5# Don’t be a chicken. People hating you is a good thing, because even if 80% of people hate you, there is a good chance that 5-10% are going to love you. Those 5% actually can mean potentially a huge amount of subscribers, and even some of the people who hate you are going to subscribe. The worst thing possible is just to be liked. In many ways John Major was a better Prime Minister than Margaret Thatcher. Unfortunately, he was just too grey. When you are blogging you don’t have to have 50% popularity to win, you just need 5% (though of course more helps)

6# Have you noticed that bloggers are very anti-marketing? Avoid monetizing your blog with loads of adverts when it is new. You can slip an occasional affiliate link if it is highly relevant, but the aim is to get readers… subscribers… repeat visitors.

7# Don’t be consistant ! I totally disagree with Neil’s “Day 3” – I have noticed a tendancy for many Bloggers to post drivel and filler content. Posts just for the sake of posting. Just like email marketing, a reader is more likely to read your blog post if it contains something interesting, a different point of view. Sure you can have some quick link or asisde posts, but make sure your main posts actually mean something. With email marketing, there is a good chance that you will alienate your readers if you post too frequently. Imaging receiving 3 or 4 emails per day from someone. that is what many bloggers are subjecting their readers to in their RSS readers. It might be viable for the elite bloggers now, but it is not going to last forever. Much better one good post, than 4 posts of drivel.

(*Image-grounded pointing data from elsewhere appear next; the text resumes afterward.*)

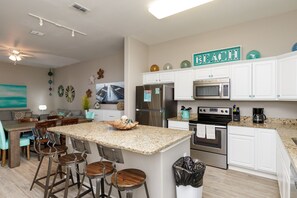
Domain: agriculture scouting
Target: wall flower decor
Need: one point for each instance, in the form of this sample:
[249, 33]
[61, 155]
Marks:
[50, 81]
[100, 74]
[89, 93]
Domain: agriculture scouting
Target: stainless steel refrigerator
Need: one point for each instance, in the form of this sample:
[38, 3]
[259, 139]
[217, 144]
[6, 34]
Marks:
[155, 104]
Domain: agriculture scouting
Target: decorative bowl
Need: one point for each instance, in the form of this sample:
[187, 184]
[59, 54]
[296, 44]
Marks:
[118, 124]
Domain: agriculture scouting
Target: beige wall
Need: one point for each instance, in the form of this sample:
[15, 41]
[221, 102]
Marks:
[78, 75]
[136, 59]
[270, 36]
[36, 80]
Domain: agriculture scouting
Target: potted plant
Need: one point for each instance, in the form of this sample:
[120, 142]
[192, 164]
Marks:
[86, 103]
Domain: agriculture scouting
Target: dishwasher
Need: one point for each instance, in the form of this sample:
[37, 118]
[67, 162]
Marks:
[293, 185]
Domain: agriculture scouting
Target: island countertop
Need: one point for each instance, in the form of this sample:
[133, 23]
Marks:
[146, 140]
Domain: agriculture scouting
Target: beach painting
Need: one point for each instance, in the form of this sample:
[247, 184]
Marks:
[110, 93]
[13, 96]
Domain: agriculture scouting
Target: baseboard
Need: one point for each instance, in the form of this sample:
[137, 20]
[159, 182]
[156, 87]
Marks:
[253, 172]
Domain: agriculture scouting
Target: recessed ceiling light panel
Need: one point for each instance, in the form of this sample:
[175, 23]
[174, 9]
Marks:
[164, 8]
[37, 33]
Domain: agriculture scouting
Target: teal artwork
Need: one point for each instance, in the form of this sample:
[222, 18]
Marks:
[217, 56]
[13, 96]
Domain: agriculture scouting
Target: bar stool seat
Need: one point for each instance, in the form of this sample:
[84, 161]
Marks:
[129, 179]
[96, 169]
[71, 159]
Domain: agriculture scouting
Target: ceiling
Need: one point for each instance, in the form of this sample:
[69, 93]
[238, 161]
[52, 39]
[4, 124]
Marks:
[108, 22]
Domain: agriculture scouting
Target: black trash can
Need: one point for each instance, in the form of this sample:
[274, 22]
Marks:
[188, 174]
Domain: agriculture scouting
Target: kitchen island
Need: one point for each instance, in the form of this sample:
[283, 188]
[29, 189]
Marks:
[151, 149]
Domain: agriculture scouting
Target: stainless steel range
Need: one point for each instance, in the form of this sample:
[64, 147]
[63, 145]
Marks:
[209, 141]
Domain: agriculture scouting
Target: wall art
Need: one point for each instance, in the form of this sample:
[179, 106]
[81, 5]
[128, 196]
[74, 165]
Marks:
[110, 93]
[13, 96]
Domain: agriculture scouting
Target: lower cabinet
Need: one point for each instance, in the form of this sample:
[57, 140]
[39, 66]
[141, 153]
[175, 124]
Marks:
[180, 125]
[252, 148]
[283, 169]
[107, 115]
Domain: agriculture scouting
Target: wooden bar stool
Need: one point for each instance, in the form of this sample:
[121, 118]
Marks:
[126, 179]
[39, 133]
[78, 156]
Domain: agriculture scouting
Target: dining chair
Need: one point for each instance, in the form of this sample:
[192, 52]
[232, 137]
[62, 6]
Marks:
[4, 144]
[124, 180]
[90, 115]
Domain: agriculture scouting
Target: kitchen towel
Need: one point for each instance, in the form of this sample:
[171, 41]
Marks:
[210, 132]
[200, 131]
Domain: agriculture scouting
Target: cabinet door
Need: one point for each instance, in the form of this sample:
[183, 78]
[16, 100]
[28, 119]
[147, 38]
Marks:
[264, 80]
[221, 72]
[183, 85]
[151, 78]
[241, 151]
[266, 150]
[166, 77]
[287, 80]
[241, 85]
[202, 73]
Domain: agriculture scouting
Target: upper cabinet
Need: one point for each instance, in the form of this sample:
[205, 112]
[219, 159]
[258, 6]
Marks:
[213, 72]
[287, 78]
[183, 85]
[158, 78]
[254, 81]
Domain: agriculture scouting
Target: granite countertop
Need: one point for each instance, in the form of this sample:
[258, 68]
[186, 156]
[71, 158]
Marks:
[142, 139]
[286, 128]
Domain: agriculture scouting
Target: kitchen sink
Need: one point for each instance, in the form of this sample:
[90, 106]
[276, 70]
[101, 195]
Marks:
[295, 140]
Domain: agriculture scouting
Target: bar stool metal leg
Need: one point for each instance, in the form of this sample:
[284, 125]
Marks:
[40, 162]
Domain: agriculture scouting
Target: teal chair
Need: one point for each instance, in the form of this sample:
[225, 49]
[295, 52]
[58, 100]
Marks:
[90, 115]
[4, 144]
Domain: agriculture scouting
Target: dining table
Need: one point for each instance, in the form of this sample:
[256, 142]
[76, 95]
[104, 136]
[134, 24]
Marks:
[14, 129]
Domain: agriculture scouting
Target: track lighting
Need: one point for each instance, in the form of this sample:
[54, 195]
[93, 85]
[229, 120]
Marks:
[41, 20]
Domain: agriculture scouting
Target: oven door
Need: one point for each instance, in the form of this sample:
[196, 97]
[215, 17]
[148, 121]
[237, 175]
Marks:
[216, 145]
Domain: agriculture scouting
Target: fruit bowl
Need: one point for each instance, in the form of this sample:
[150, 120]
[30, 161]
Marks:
[119, 124]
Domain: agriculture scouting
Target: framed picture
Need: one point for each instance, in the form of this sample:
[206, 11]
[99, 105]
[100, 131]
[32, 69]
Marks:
[13, 96]
[110, 93]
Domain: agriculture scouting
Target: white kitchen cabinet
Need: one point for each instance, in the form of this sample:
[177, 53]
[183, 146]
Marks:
[106, 115]
[183, 85]
[158, 77]
[283, 169]
[254, 81]
[212, 72]
[266, 150]
[287, 78]
[252, 148]
[241, 147]
[180, 125]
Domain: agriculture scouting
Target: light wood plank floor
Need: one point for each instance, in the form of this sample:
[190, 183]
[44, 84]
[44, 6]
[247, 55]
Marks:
[15, 183]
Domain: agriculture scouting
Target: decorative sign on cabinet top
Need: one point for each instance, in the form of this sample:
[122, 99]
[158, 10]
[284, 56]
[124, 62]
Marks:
[217, 56]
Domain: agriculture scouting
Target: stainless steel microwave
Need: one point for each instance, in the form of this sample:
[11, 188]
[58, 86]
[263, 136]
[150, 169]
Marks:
[218, 88]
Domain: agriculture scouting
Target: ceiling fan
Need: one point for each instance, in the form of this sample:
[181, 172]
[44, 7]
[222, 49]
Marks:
[16, 55]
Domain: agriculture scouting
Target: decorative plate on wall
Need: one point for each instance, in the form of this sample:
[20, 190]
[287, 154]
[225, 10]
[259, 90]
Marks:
[253, 55]
[61, 90]
[69, 93]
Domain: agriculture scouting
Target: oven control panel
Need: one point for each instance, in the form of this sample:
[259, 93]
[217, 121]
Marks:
[214, 110]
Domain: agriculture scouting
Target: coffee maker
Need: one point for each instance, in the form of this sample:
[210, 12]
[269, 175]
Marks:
[258, 115]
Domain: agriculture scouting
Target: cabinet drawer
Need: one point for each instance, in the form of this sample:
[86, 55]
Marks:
[244, 131]
[178, 125]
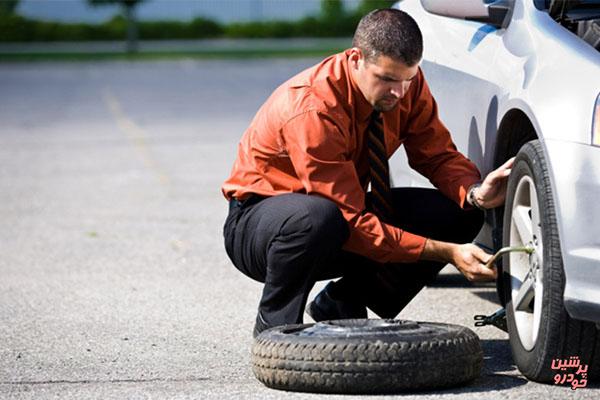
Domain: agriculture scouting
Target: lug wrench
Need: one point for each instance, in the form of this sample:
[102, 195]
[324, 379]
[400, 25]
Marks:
[498, 319]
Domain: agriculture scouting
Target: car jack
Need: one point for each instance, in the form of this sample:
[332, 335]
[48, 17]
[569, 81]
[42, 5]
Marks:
[498, 319]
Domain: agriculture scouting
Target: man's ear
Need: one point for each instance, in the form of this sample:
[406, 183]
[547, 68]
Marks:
[355, 57]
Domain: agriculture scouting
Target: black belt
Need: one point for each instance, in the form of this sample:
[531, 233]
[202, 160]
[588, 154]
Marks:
[251, 200]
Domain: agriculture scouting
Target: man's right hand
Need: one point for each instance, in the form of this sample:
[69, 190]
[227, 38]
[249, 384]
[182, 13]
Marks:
[467, 258]
[470, 261]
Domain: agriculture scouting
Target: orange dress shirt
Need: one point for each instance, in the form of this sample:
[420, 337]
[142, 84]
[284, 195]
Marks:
[310, 137]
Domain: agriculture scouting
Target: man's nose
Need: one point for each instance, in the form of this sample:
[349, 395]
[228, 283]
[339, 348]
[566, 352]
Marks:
[399, 90]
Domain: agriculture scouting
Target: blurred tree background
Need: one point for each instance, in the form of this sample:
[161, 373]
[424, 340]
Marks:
[333, 20]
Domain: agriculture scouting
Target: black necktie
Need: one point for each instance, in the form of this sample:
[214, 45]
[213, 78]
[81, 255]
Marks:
[381, 193]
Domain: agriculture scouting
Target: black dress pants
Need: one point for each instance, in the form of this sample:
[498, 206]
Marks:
[290, 241]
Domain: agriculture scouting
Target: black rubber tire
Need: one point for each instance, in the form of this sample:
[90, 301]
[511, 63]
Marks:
[366, 356]
[559, 335]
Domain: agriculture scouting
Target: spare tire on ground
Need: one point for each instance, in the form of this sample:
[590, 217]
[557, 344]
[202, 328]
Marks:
[366, 356]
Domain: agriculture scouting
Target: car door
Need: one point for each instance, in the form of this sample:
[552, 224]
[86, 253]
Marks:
[458, 63]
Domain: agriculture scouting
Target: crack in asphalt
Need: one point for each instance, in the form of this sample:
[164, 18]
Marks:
[83, 382]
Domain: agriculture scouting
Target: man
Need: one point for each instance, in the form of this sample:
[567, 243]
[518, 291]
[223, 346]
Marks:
[300, 210]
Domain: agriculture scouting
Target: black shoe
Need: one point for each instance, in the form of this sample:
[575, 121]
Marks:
[259, 326]
[324, 307]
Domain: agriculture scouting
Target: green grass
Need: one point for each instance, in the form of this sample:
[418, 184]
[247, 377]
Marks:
[167, 55]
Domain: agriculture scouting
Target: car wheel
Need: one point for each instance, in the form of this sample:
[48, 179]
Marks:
[539, 327]
[366, 356]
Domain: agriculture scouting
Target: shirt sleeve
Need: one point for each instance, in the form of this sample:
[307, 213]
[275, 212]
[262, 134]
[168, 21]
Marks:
[318, 149]
[432, 153]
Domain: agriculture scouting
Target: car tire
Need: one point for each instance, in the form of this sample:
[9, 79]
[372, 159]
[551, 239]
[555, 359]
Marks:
[366, 356]
[539, 327]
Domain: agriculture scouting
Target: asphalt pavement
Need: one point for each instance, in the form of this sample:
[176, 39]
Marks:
[114, 283]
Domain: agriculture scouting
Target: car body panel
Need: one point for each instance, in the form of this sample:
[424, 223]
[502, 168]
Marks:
[479, 74]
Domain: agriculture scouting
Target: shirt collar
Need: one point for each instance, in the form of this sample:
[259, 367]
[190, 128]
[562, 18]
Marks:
[362, 107]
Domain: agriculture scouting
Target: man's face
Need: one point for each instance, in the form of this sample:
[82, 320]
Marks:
[384, 81]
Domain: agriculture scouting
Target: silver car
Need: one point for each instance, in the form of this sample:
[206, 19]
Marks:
[522, 78]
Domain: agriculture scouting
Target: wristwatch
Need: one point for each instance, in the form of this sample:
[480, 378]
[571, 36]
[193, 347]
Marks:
[471, 197]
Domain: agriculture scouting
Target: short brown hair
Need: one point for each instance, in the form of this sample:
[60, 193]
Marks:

8# Create buzz… give something away for free that is going to get mentions on high traffic, high PR sites that post about related things. WordPress plugins or themes are great for this.

9# Create anticipation… more about that later
10. Only do it if you have time. Don’t launch a new blog if you are just about to go on holiday, unless you have it highly automated, or have have lots of stuff outsourced. You are going to need to devote a few hours per day initially for any conventional blog to get it off to a good start.
Other Refinements
Can come later…

Honestly, it doesn’t matter for the first few days or even weeks to have everything tweaked unless your site is going to have a huge amount of traffic from day one. I have seen so many blogs that launch without their permalinks set correctly, and they are now stuck with it. It takes just 2 minutes.

I have lots of things to tweak on this blog, and a huge amount of prior content that needs to be integrated correctly, especially in regards tagging for use with Ultimate Tag Warrior. I only need to re tag 2 or 3 posts per day, and my site will grow 10 or 20 pages!

I don’t need to write lots of new content to make the search engines think my site is growing. Improvements in cross-linking structure are just as important as adding to content (and the main reason I switched to WordPress for this blog).